Contrary to defendant’s contention on appeal, the affidavit submitted by plaintiff’s billing manager was sufficient to comply with CPLR 4518 (see Art of Healing Medicine, P.C. v [*2]Travelers Home & Mar. Ins. Co., 55 AD3d 644 [2008]; Dan Med., P.C. v New York Cent. Mut. Fire Ins. Co., 14 Misc 3d 44 [App Term, 2d & 11th Jud Dists 2006]). In addition, plaintiff established that its billing manager had personally mailed the claim form to defendant, and defendant’s litigation representative conceded receipt of the claim form (see East Acupuncture, P.C. v Electric Ins. Co., 16 Misc 3d 128[A], 2007 NY Slip Op 51281[U] [App Term, 2d & 11th Jud Dists 2007]).

In opposition to plaintiff’s motion, defendant submitted the affidavit of defendant’s litigation representative, which established that defendant’s denial of claim form was timely mailed in accordance with defendant’s standard office practice and procedure (see Residential Holding Corp. v Scottsdale Ins. Co., 286 AD2d 679 [2001]; Delta Diagnostic Radiology, P.C. v Chubb Group of Ins., 17 Misc 3d 16 [App Term, 2d & 11th Jud Dists 2007]). However, said affidavit did not mention the bill for $33.70 for services rendered on January 19, 2007. Although defendant’s counsel asserted that such bill was denied as duplicative, since counsel did not establish that he possessed personal knowledge of the pertinent facts, defendant failed to demonstrate the existence of a triable issue of fact with respect thereto and, thus, plaintiff was properly awarded summary judgment with respect to said bill (see Zuckerman v City of New York, 49 NY2d 557 [1980]).

In contrast, defendant did demonstrate that the applicable insurance policy contained a $200 deductible (see Insurance Department Regulations [11 NYCRR] § 65-1.6) and that defendant timely denied $200 of the claim at issue due to said deductible (see Insurance Law § 5102 [b] [3]). Consequently, under the circumstances presented herein, it is appropriate for this court to search the record and grant summary judgment to defendant dismissing the complaint with respect to the bills totaling $200, which bills defendant had denied based upon the $200 deductible (see Merritt Hill Vineyards v Windy Hgts. Vineyard, 61 NY2d 106 [1984]; Great Wall Acupuncture v GEICO Gen. Ins.
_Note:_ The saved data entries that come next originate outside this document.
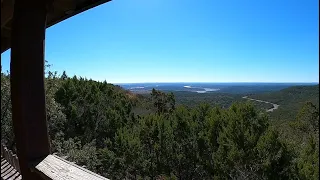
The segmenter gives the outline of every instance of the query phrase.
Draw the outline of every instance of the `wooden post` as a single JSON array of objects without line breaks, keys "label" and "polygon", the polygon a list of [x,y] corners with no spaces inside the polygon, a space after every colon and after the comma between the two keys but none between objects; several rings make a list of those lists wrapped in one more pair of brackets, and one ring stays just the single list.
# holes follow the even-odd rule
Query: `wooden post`
[{"label": "wooden post", "polygon": [[11,100],[23,179],[41,179],[30,163],[50,154],[44,90],[47,1],[15,0],[11,34]]},{"label": "wooden post", "polygon": [[20,166],[19,166],[19,159],[16,154],[13,155],[13,165],[14,165],[14,168],[21,174]]},{"label": "wooden post", "polygon": [[8,159],[9,164],[10,164],[12,167],[14,167],[14,165],[13,165],[13,153],[12,153],[11,150],[8,151],[8,157],[9,157],[9,159]]},{"label": "wooden post", "polygon": [[3,157],[9,163],[9,155],[8,155],[8,148],[7,147],[4,147]]},{"label": "wooden post", "polygon": [[1,143],[1,155],[4,156],[4,144]]}]

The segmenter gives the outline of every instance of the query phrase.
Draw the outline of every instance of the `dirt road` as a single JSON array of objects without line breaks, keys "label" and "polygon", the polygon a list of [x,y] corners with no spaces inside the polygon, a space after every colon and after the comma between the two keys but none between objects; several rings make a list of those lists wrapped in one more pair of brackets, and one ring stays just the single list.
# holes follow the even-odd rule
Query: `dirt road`
[{"label": "dirt road", "polygon": [[242,98],[244,98],[244,99],[248,99],[248,100],[251,100],[251,101],[257,101],[257,102],[262,102],[262,103],[272,104],[272,105],[273,105],[273,108],[271,108],[271,109],[267,109],[267,110],[266,110],[267,112],[272,112],[272,111],[274,111],[274,110],[278,109],[278,108],[279,108],[279,106],[280,106],[280,105],[278,105],[278,104],[274,104],[274,103],[272,103],[272,102],[263,101],[263,100],[259,100],[259,99],[252,99],[252,98],[249,98],[248,96],[244,96],[244,97],[242,97]]}]

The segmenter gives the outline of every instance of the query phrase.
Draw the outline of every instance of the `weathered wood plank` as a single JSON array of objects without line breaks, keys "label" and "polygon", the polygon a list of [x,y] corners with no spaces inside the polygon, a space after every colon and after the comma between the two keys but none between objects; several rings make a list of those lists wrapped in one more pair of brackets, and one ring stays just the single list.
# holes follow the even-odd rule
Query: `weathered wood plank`
[{"label": "weathered wood plank", "polygon": [[20,180],[22,177],[21,174],[4,157],[1,156],[1,180],[2,179]]},{"label": "weathered wood plank", "polygon": [[95,174],[56,155],[48,155],[36,165],[35,171],[42,177],[47,177],[52,180],[108,180],[105,177]]},{"label": "weathered wood plank", "polygon": [[6,162],[8,162],[12,167],[14,167],[16,171],[18,171],[19,173],[21,172],[20,166],[19,166],[19,159],[17,155],[13,154],[12,151],[9,150],[2,143],[1,143],[1,157],[3,157],[6,160]]}]

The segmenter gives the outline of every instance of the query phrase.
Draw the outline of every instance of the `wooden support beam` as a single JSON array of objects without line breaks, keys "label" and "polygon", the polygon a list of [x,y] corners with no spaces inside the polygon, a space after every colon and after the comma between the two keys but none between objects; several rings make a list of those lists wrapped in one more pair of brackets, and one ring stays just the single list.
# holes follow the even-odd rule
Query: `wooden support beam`
[{"label": "wooden support beam", "polygon": [[11,101],[23,179],[41,179],[31,162],[49,153],[44,90],[46,1],[15,0],[11,34]]},{"label": "wooden support beam", "polygon": [[3,27],[1,29],[1,37],[10,38],[11,37],[11,30],[7,27]]},{"label": "wooden support beam", "polygon": [[4,27],[12,18],[14,0],[1,1],[1,28]]},{"label": "wooden support beam", "polygon": [[11,43],[10,38],[1,37],[1,53],[8,50],[8,48],[10,47],[10,43]]},{"label": "wooden support beam", "polygon": [[53,1],[54,9],[58,9],[60,11],[68,11],[76,9],[76,1],[75,0],[55,0]]}]

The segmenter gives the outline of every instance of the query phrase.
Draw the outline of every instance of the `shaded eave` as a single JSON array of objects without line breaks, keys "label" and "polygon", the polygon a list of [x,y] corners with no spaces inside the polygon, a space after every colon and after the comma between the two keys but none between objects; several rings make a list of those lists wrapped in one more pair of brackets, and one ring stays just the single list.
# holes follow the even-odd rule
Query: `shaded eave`
[{"label": "shaded eave", "polygon": [[[48,9],[47,28],[65,19],[111,0],[54,0]],[[1,53],[11,45],[11,24],[14,0],[1,0]]]}]

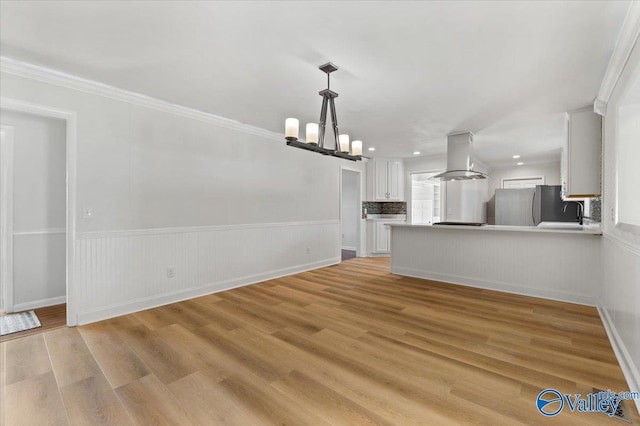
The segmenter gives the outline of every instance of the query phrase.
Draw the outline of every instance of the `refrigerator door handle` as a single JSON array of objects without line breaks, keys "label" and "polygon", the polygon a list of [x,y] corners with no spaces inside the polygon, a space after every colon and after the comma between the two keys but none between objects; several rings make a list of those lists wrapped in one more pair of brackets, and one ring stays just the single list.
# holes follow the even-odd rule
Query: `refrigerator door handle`
[{"label": "refrigerator door handle", "polygon": [[533,225],[536,226],[536,192],[533,191],[533,198],[531,199],[531,220]]}]

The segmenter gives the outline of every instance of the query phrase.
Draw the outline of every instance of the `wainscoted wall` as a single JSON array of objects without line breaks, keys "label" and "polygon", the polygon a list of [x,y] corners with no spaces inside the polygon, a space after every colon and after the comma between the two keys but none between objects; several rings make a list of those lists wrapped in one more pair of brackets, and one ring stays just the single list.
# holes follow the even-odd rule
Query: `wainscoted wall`
[{"label": "wainscoted wall", "polygon": [[74,117],[71,325],[339,261],[341,166],[362,162],[6,58],[0,71],[5,105]]},{"label": "wainscoted wall", "polygon": [[338,263],[339,229],[327,220],[80,233],[78,323]]},{"label": "wainscoted wall", "polygon": [[600,240],[566,233],[394,226],[391,272],[595,305],[602,280]]},{"label": "wainscoted wall", "polygon": [[[600,316],[631,390],[640,390],[640,249],[603,238]],[[635,364],[634,364],[635,360]],[[636,404],[640,405],[637,401]],[[640,407],[639,407],[640,408]]]},{"label": "wainscoted wall", "polygon": [[[619,208],[637,200],[620,188],[621,180],[633,182],[637,167],[624,169],[619,162],[618,111],[640,78],[640,3],[634,2],[627,13],[611,62],[598,93],[596,105],[603,117],[603,196],[602,224],[604,280],[598,287],[600,316],[607,328],[629,390],[640,392],[640,231],[628,229],[620,220]],[[636,86],[637,87],[637,86]],[[637,98],[635,98],[637,100]],[[636,139],[631,139],[637,143]],[[629,175],[625,176],[625,173]],[[631,197],[631,198],[629,198]],[[628,204],[627,204],[628,205]],[[639,210],[628,213],[638,214]],[[637,217],[637,216],[636,216]],[[640,399],[635,400],[640,410]]]}]

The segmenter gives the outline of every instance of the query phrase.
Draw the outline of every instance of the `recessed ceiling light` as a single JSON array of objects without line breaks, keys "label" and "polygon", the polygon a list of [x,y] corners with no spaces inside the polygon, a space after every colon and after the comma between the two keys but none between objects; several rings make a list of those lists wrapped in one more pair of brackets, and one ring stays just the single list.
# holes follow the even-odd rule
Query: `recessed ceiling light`
[{"label": "recessed ceiling light", "polygon": [[522,166],[524,163],[522,161],[519,161],[516,163],[516,166]]},{"label": "recessed ceiling light", "polygon": [[369,151],[375,151],[376,149],[374,147],[369,148]]},{"label": "recessed ceiling light", "polygon": [[420,155],[420,151],[413,151],[413,155]]},{"label": "recessed ceiling light", "polygon": [[520,158],[518,154],[514,155],[513,158]]}]

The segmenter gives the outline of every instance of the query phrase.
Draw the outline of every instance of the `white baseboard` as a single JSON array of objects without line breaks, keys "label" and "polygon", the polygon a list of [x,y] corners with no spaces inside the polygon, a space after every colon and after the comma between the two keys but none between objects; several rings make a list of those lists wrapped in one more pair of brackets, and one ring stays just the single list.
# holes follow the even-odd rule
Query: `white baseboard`
[{"label": "white baseboard", "polygon": [[397,275],[405,275],[407,277],[423,278],[427,280],[463,285],[467,287],[484,288],[487,290],[502,291],[505,293],[520,294],[523,296],[540,297],[543,299],[557,300],[560,302],[595,306],[594,298],[592,296],[586,296],[582,294],[573,294],[557,290],[535,289],[506,282],[487,281],[461,275],[426,272],[418,269],[397,266],[394,267],[393,264],[391,265],[391,273]]},{"label": "white baseboard", "polygon": [[358,248],[352,246],[342,246],[342,250],[358,251]]},{"label": "white baseboard", "polygon": [[[611,347],[613,347],[613,352],[615,353],[618,364],[620,364],[620,368],[622,369],[622,374],[629,385],[629,391],[640,392],[640,373],[638,372],[638,368],[634,364],[627,347],[620,338],[613,321],[611,321],[609,312],[601,306],[598,306],[597,308],[602,324],[604,324],[604,329],[607,331],[607,336],[611,342]],[[640,412],[640,399],[635,399],[634,402],[638,412]]]},{"label": "white baseboard", "polygon": [[133,312],[142,311],[145,309],[151,309],[170,303],[176,303],[187,299],[193,299],[194,297],[205,296],[207,294],[217,293],[220,291],[231,290],[237,287],[243,287],[250,284],[256,284],[262,281],[272,280],[275,278],[284,277],[287,275],[297,274],[312,269],[321,268],[324,266],[330,266],[340,263],[339,257],[325,259],[317,262],[307,263],[303,265],[293,266],[290,268],[274,270],[256,275],[249,275],[246,277],[236,278],[219,283],[211,283],[196,288],[180,290],[174,293],[165,293],[160,296],[154,296],[144,299],[139,299],[123,304],[112,305],[103,309],[95,311],[82,312],[78,314],[78,325],[89,324],[96,321],[102,321],[108,318],[117,317],[120,315],[126,315]]},{"label": "white baseboard", "polygon": [[34,300],[32,302],[18,303],[13,305],[13,312],[29,311],[31,309],[44,308],[46,306],[61,305],[63,303],[67,303],[67,296]]}]

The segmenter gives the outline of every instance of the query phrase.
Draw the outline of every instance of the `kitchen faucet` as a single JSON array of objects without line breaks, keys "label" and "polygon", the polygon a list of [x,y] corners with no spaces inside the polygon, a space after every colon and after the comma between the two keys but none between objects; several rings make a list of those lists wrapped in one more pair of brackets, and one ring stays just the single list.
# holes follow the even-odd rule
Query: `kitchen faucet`
[{"label": "kitchen faucet", "polygon": [[571,202],[575,202],[576,203],[576,207],[577,207],[577,221],[580,225],[584,224],[584,205],[582,205],[582,203],[580,201],[567,201],[564,203],[564,207],[562,207],[562,213],[566,213],[567,212],[567,207],[569,206],[569,203]]}]

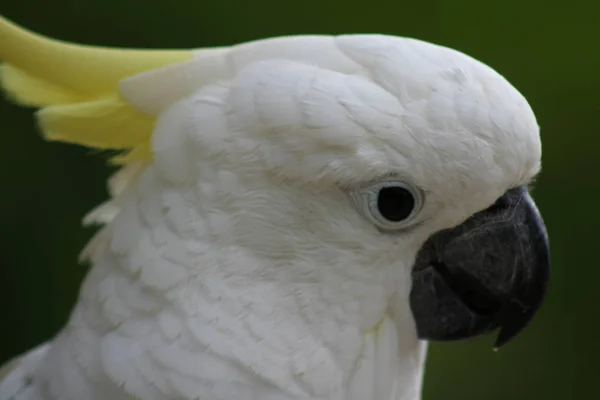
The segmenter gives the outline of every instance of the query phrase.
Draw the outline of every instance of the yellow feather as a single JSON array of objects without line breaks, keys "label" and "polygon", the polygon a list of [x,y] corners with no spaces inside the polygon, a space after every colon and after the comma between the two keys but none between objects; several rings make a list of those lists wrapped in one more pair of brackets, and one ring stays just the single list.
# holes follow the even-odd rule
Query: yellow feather
[{"label": "yellow feather", "polygon": [[75,103],[84,96],[36,78],[9,64],[0,66],[0,82],[15,103],[28,106]]},{"label": "yellow feather", "polygon": [[112,49],[52,40],[0,17],[0,59],[82,96],[107,94],[128,76],[191,58],[187,50]]},{"label": "yellow feather", "polygon": [[130,149],[150,139],[154,117],[112,94],[88,102],[45,107],[37,113],[49,140],[98,149]]},{"label": "yellow feather", "polygon": [[140,161],[147,161],[152,158],[152,149],[150,148],[150,141],[142,143],[136,146],[134,149],[113,157],[111,160],[112,164],[121,165],[129,164]]},{"label": "yellow feather", "polygon": [[119,95],[123,78],[192,59],[187,50],[112,49],[52,40],[0,16],[0,86],[38,113],[48,140],[128,151],[116,162],[147,160],[154,116]]}]

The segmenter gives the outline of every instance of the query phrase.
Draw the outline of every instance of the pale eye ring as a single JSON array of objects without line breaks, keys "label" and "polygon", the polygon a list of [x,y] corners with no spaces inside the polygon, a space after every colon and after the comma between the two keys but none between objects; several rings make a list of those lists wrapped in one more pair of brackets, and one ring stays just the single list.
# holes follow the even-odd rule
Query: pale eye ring
[{"label": "pale eye ring", "polygon": [[400,180],[379,181],[351,194],[357,209],[384,230],[409,226],[423,206],[422,192]]}]

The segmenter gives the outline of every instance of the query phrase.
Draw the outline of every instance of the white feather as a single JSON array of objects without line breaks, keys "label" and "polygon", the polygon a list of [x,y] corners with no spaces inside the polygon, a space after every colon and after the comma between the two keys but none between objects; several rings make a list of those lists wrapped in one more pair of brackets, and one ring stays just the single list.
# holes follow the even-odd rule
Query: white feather
[{"label": "white feather", "polygon": [[[417,400],[415,255],[537,173],[526,101],[472,58],[404,38],[195,56],[121,82],[158,115],[153,162],[121,171],[88,217],[108,225],[71,319],[0,400]],[[426,193],[397,235],[345,193],[390,173]],[[10,397],[23,371],[43,391]]]}]

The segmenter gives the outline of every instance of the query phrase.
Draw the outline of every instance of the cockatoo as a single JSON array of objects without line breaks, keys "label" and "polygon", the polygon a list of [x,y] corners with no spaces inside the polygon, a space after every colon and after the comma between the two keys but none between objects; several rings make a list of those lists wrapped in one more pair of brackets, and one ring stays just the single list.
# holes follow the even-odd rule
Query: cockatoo
[{"label": "cockatoo", "polygon": [[463,53],[110,49],[2,19],[0,59],[46,139],[122,165],[68,322],[0,400],[415,400],[427,341],[500,346],[543,300],[539,128]]}]

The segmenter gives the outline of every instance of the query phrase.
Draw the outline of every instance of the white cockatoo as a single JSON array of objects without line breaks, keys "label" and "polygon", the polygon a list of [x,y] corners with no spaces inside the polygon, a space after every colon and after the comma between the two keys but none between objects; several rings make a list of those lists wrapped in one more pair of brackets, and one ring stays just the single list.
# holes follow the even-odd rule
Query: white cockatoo
[{"label": "white cockatoo", "polygon": [[500,346],[542,302],[538,125],[458,51],[108,49],[2,19],[0,59],[47,139],[122,164],[68,322],[0,400],[416,400],[426,341]]}]

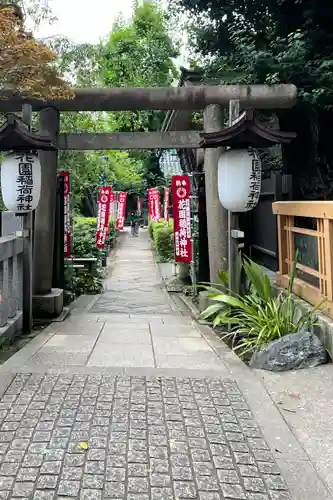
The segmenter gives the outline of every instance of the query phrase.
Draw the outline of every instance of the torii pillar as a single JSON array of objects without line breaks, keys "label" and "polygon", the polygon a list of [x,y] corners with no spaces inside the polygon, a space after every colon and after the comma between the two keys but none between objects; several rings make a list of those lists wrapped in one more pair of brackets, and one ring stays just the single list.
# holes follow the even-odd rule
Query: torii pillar
[{"label": "torii pillar", "polygon": [[[57,109],[40,111],[40,133],[48,134],[55,143],[59,126]],[[63,290],[52,288],[58,152],[40,151],[39,158],[42,183],[34,225],[33,313],[36,317],[57,317],[63,309]]]},{"label": "torii pillar", "polygon": [[[224,128],[223,108],[207,106],[203,121],[205,132],[219,132]],[[212,283],[219,282],[220,269],[228,269],[228,212],[219,200],[217,180],[217,162],[222,151],[222,148],[213,148],[205,149],[204,153],[209,276]]]}]

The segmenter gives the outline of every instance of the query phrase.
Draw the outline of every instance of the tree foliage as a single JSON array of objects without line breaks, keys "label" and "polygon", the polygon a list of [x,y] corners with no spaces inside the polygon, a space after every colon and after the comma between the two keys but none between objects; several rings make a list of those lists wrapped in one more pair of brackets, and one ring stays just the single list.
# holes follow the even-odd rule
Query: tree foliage
[{"label": "tree foliage", "polygon": [[281,129],[294,130],[298,136],[291,146],[283,148],[284,170],[294,175],[295,197],[333,197],[331,2],[171,2],[186,13],[194,59],[199,59],[207,72],[226,83],[297,86],[297,106],[278,112]]},{"label": "tree foliage", "polygon": [[[119,20],[103,46],[101,82],[106,87],[163,87],[177,76],[177,56],[168,32],[168,17],[153,1],[134,7],[133,18]],[[156,110],[118,114],[121,131],[158,130],[164,113]]]},{"label": "tree foliage", "polygon": [[[75,45],[66,38],[48,42],[59,55],[58,70],[69,74],[74,86],[169,86],[176,75],[176,55],[168,35],[166,14],[145,0],[134,6],[132,20],[118,20],[107,40],[98,45]],[[63,113],[62,132],[118,132],[158,130],[164,119],[159,111],[136,113]],[[82,202],[94,213],[94,200],[102,178],[115,190],[144,194],[147,187],[163,184],[156,152],[98,151],[59,153],[59,169],[72,177],[74,207]]]},{"label": "tree foliage", "polygon": [[56,55],[34,40],[15,6],[0,5],[0,87],[23,97],[71,98],[69,85],[59,77]]}]

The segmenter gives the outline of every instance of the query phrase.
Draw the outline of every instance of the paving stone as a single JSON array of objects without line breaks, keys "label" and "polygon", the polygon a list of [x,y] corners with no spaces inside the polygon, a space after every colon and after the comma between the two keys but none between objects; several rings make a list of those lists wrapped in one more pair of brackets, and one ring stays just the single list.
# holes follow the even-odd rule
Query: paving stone
[{"label": "paving stone", "polygon": [[240,482],[237,472],[232,469],[218,470],[217,477],[219,478],[219,481],[223,484],[225,483],[237,484]]},{"label": "paving stone", "polygon": [[84,474],[82,480],[83,488],[87,490],[102,490],[104,486],[104,476],[102,475],[93,475],[93,474]]},{"label": "paving stone", "polygon": [[21,464],[20,463],[4,463],[0,467],[0,475],[1,476],[15,476],[18,472]]},{"label": "paving stone", "polygon": [[114,482],[105,483],[104,496],[105,498],[117,498],[117,499],[125,498],[124,483],[114,483]]},{"label": "paving stone", "polygon": [[46,461],[43,463],[40,473],[41,474],[60,474],[62,462],[60,460]]},{"label": "paving stone", "polygon": [[149,479],[151,486],[160,488],[171,486],[171,478],[168,474],[150,474]]},{"label": "paving stone", "polygon": [[115,468],[109,467],[106,469],[106,474],[105,474],[106,481],[122,482],[125,481],[125,477],[126,477],[126,469],[122,467],[115,467]]},{"label": "paving stone", "polygon": [[197,498],[195,485],[192,482],[175,481],[174,489],[178,498]]},{"label": "paving stone", "polygon": [[87,474],[103,474],[105,469],[104,462],[86,462],[85,464],[85,472]]},{"label": "paving stone", "polygon": [[288,491],[270,491],[269,494],[270,500],[292,500]]},{"label": "paving stone", "polygon": [[79,481],[60,481],[58,495],[67,497],[78,497],[80,491]]},{"label": "paving stone", "polygon": [[17,474],[16,481],[29,482],[36,481],[38,476],[38,469],[22,467]]},{"label": "paving stone", "polygon": [[13,496],[23,497],[23,498],[31,498],[33,491],[35,489],[34,482],[22,482],[15,483],[13,489]]},{"label": "paving stone", "polygon": [[148,493],[148,481],[142,477],[128,478],[128,491],[130,493]]},{"label": "paving stone", "polygon": [[102,492],[97,491],[97,490],[92,490],[92,489],[85,489],[80,493],[80,500],[101,500],[102,499]]},{"label": "paving stone", "polygon": [[152,488],[151,500],[170,500],[173,493],[171,488]]},{"label": "paving stone", "polygon": [[286,490],[286,484],[281,476],[264,476],[264,481],[269,490]]},{"label": "paving stone", "polygon": [[54,489],[58,482],[58,476],[51,475],[41,475],[37,482],[37,488],[39,489]]},{"label": "paving stone", "polygon": [[217,492],[207,492],[207,491],[199,491],[199,499],[200,500],[221,500],[221,496]]},{"label": "paving stone", "polygon": [[64,467],[61,474],[62,479],[68,479],[69,481],[79,481],[82,476],[82,467]]},{"label": "paving stone", "polygon": [[244,488],[246,491],[251,491],[255,493],[265,493],[266,488],[264,481],[258,477],[246,477],[244,478]]},{"label": "paving stone", "polygon": [[53,500],[55,491],[42,491],[36,490],[33,496],[33,500]]},{"label": "paving stone", "polygon": [[224,498],[232,498],[233,500],[243,500],[246,498],[245,491],[238,484],[223,483],[221,488]]},{"label": "paving stone", "polygon": [[128,464],[128,475],[132,477],[145,477],[148,474],[146,464]]},{"label": "paving stone", "polygon": [[14,477],[0,476],[0,491],[10,490],[14,482]]},{"label": "paving stone", "polygon": [[218,491],[219,484],[217,480],[212,476],[201,476],[197,477],[197,485],[199,490],[203,491]]}]

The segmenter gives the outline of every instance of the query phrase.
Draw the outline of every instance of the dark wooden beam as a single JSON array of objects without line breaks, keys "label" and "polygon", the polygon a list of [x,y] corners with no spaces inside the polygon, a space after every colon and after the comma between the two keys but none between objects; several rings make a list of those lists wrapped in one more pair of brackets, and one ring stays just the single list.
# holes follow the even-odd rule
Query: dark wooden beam
[{"label": "dark wooden beam", "polygon": [[199,132],[117,132],[109,134],[60,134],[57,147],[60,150],[103,149],[187,149],[198,148]]},{"label": "dark wooden beam", "polygon": [[210,104],[227,107],[239,99],[241,106],[258,109],[290,108],[296,102],[294,85],[212,85],[154,88],[75,89],[66,100],[22,100],[0,93],[0,112],[20,111],[23,103],[34,111],[53,107],[59,111],[125,111],[138,109],[203,109]]}]

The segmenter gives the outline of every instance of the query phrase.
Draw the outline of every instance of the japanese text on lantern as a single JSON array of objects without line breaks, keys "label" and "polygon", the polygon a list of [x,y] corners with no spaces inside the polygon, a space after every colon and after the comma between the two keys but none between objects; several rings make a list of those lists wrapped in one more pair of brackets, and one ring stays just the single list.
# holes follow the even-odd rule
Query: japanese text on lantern
[{"label": "japanese text on lantern", "polygon": [[257,206],[261,191],[261,161],[255,151],[250,151],[252,156],[252,170],[250,174],[250,189],[246,208],[254,209]]},{"label": "japanese text on lantern", "polygon": [[71,255],[71,220],[70,220],[70,176],[69,172],[62,171],[60,176],[64,181],[64,256]]},{"label": "japanese text on lantern", "polygon": [[35,158],[29,153],[18,153],[16,160],[18,164],[18,176],[16,179],[16,203],[17,211],[29,211],[32,209],[33,201],[33,167]]},{"label": "japanese text on lantern", "polygon": [[186,175],[172,177],[175,261],[192,262],[191,183]]},{"label": "japanese text on lantern", "polygon": [[110,215],[110,187],[100,187],[98,191],[98,216],[96,247],[104,248]]}]

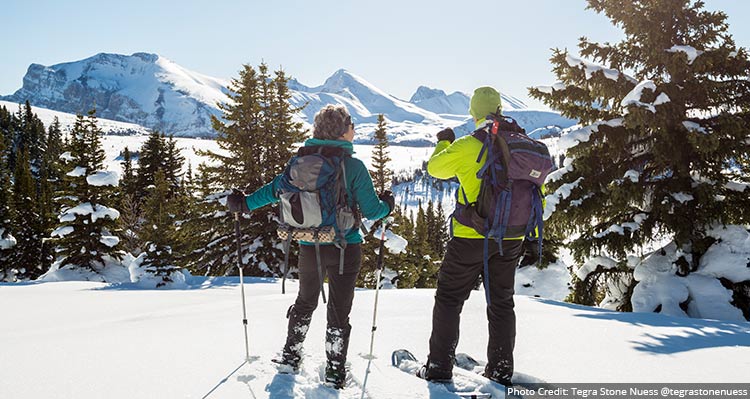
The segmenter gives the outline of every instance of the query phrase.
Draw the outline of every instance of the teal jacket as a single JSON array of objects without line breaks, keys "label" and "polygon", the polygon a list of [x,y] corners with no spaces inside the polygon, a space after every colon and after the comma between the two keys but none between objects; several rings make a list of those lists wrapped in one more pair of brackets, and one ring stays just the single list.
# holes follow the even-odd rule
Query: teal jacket
[{"label": "teal jacket", "polygon": [[[327,145],[332,147],[342,147],[349,154],[354,154],[352,143],[344,140],[320,140],[309,139],[305,141],[305,147],[315,147]],[[370,220],[377,220],[388,215],[390,208],[388,204],[381,201],[375,193],[375,187],[372,184],[370,172],[367,171],[365,164],[357,158],[344,158],[344,167],[346,169],[346,186],[349,206],[352,209],[358,207],[362,216]],[[263,206],[273,204],[279,201],[278,182],[281,175],[276,176],[270,183],[259,188],[254,193],[245,197],[247,207],[252,211]],[[362,235],[359,229],[352,229],[346,235],[346,242],[349,244],[358,244],[362,242]],[[304,245],[312,245],[308,242],[300,242]]]}]

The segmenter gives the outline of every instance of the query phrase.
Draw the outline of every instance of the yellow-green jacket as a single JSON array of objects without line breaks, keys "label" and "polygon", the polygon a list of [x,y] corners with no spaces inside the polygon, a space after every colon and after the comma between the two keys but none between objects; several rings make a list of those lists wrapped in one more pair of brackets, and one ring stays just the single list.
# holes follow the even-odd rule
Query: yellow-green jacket
[{"label": "yellow-green jacket", "polygon": [[[483,126],[484,120],[477,122],[477,127]],[[481,162],[477,162],[479,151],[482,150],[482,142],[471,135],[466,135],[450,143],[442,140],[437,143],[435,151],[427,162],[427,173],[438,179],[458,178],[459,188],[457,201],[465,204],[461,190],[466,193],[469,203],[476,202],[479,196],[481,180],[477,178],[477,172],[482,168],[487,155],[482,156]],[[466,205],[466,204],[465,204]],[[476,230],[461,224],[456,218],[452,218],[453,236],[459,238],[484,238]],[[505,237],[504,240],[522,240],[520,237]]]}]

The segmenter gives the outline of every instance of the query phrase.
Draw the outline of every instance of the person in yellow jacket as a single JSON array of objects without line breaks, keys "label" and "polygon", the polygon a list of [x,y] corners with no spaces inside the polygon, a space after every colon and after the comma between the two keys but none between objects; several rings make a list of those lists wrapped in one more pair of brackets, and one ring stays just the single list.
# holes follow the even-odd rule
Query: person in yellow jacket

Co., 16 Misc 3d 23 [App Term, 2d & 11th Jud Dists 2007]).

Accordingly, the judgment is reversed, the order granting plaintiff’s motion for summary judgment is vacated, plaintiff’s motion for summary judgment is granted in the sum of $33.70 for services rendered on January 19, 2007, upon a search of the record, defendant is awarded summary judgment dismissing the complaint insofar as it sought to recover upon the claims totaling $200, which sum satisfied the insurance policy’s deductible, and the matter is remitted to the Civil Court for the calculation of statutory interest and an assessment of attorney’s fees upon said $33.70 bill pursuant to Insurance Law § 5106 (a) and the regulations promulgated thereunder.

Weston, J.P., Rios and Steinhardt, JJ., concur.